We have had a chance to connect with some other cruisers and that has been fabulous. The famous “Cruisers Net” on VHF every morning at 7:30am is a great place to get information and hear of all the events and activities of the day. I had to get out my Daytimer yesterday in order to keep track of all the happenings. We’ve been to a cooking class, a local school, high inland in the mountains, to volunteer in their reading program, a late afternoon run through a very muddy tropical rainforest with the Grenada Hash House Harriers, stopped in at a potluck and are off to a beach bbq this afternoon so there is never a dull moment.

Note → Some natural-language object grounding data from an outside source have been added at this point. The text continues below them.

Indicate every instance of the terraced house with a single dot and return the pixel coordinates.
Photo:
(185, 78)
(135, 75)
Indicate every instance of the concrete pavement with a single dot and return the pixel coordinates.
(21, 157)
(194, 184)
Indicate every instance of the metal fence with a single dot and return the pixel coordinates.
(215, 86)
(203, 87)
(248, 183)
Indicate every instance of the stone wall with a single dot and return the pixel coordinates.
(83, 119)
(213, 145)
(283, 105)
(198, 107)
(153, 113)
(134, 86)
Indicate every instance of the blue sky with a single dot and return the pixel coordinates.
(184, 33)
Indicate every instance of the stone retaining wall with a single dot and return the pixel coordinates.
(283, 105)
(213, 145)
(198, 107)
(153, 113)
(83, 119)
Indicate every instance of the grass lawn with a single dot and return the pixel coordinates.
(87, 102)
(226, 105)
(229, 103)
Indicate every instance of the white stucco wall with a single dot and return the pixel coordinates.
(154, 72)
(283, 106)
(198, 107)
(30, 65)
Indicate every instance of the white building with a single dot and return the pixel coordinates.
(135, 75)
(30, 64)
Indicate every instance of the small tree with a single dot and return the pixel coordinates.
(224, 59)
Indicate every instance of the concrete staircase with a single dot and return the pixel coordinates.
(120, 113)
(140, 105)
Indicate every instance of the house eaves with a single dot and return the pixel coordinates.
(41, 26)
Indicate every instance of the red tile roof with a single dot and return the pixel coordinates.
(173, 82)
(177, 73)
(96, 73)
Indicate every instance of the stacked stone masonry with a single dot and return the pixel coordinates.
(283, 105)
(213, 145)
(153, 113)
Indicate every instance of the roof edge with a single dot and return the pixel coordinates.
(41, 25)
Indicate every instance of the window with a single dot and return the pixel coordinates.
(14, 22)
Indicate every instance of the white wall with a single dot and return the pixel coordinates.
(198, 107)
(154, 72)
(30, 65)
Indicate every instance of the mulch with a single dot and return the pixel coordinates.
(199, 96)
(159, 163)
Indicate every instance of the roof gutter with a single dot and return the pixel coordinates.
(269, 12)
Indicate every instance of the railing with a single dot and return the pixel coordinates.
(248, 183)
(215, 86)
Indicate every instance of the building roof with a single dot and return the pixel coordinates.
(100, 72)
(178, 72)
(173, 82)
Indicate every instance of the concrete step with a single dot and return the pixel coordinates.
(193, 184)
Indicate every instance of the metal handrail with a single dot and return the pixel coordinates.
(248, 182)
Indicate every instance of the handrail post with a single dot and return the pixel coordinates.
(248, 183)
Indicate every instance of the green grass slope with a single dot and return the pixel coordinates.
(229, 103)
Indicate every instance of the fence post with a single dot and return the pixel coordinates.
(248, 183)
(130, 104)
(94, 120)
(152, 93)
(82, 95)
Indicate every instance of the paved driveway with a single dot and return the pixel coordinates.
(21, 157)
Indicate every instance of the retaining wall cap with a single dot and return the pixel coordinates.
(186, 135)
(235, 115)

As I look around at the boats next to us in the anchorage there are so many countries represented… Australia, US, Switzerland, Ireland, France, South Africa, Germany, England, British Virgin Islands, Guadeloupe, many fellow Canadians and many countries whose flags I have not come to recognize yet. A mixture of all types of folks: young, old, families, couples, soloists all on a similar journey. A few are new like us, most have “sold up and sailed” years ago, and some we heard referred to as “snow chickens” (those who winter on a boat and return to summer at home)…regardless the thread that joins us all is an amazing consideration to ponder. What is it that draws us to wander, journey, explore, push our limits, and meet new people? Faces, hands and boats all tell a story of travel and adventure. I listen in awe at those brave folk who do the Atlantic and other long crossings… our neighbor was over helping us with some repairs yesterday. His story is he left Germany 2 years ago and his wife is still at home working. She meets up with him for a few months twice a year or so once he is based somewhere. He just arrived in Grenada after an 18 day solo passage from the Azores and Canary Islands. Then there is the Aussie couple who left home 12 years ago and have just arrived (via Brazil) after spending the past 2 years in Africa. Their last passage was 29 days with their 2 Jack Russell’s aboard. And as I was writing this, a Canadian has just stopped in to say hello – he left Montreal in 2010. He returned home last summer for a couple of months and is doing so again at the beginning of June to contemplate life … deciding if he will sell up everything and do this full time.
So as I prepare to make a quick trip home I again reflect on the richness of this journey and how blessed we are to be able to take a stab at this lifestyle. I am anxious to spend time with mom and family and know that after a short while I will be equally anxious to return home to “Amoray”. We are still undecided as to what and where we will spend the summer… today we heard of the first (and very early) tropical storm off the Carolinas, which makes us a little nervous. Our most recent plans are now to hang out in Grenada until after “Carnival” in mid August ( I can’t wait as I have heard such amazing stories about this event). At that point we think we will head to Trinidad in order to get further south during the highest hurricane risk month of September and then check out Tobago for some awesome diving in October, returning to Grenada in November once weather patterns settle and finally home to Canada for a month. That being said, our plans seem to change with the winds … we will see how the ‘season’ shapes up – everyone is a little mystified at the weather patterns lately as they don’t seem to be following the norm. We have explored the local haul out facility and if need be, we think we should be able to get her on the hard in a hurry if a storm crops up.
So after 4 months of sailing south we are looking forward to spending some island time just ‘liming’ and exploring the wondrous beauty of Grenada.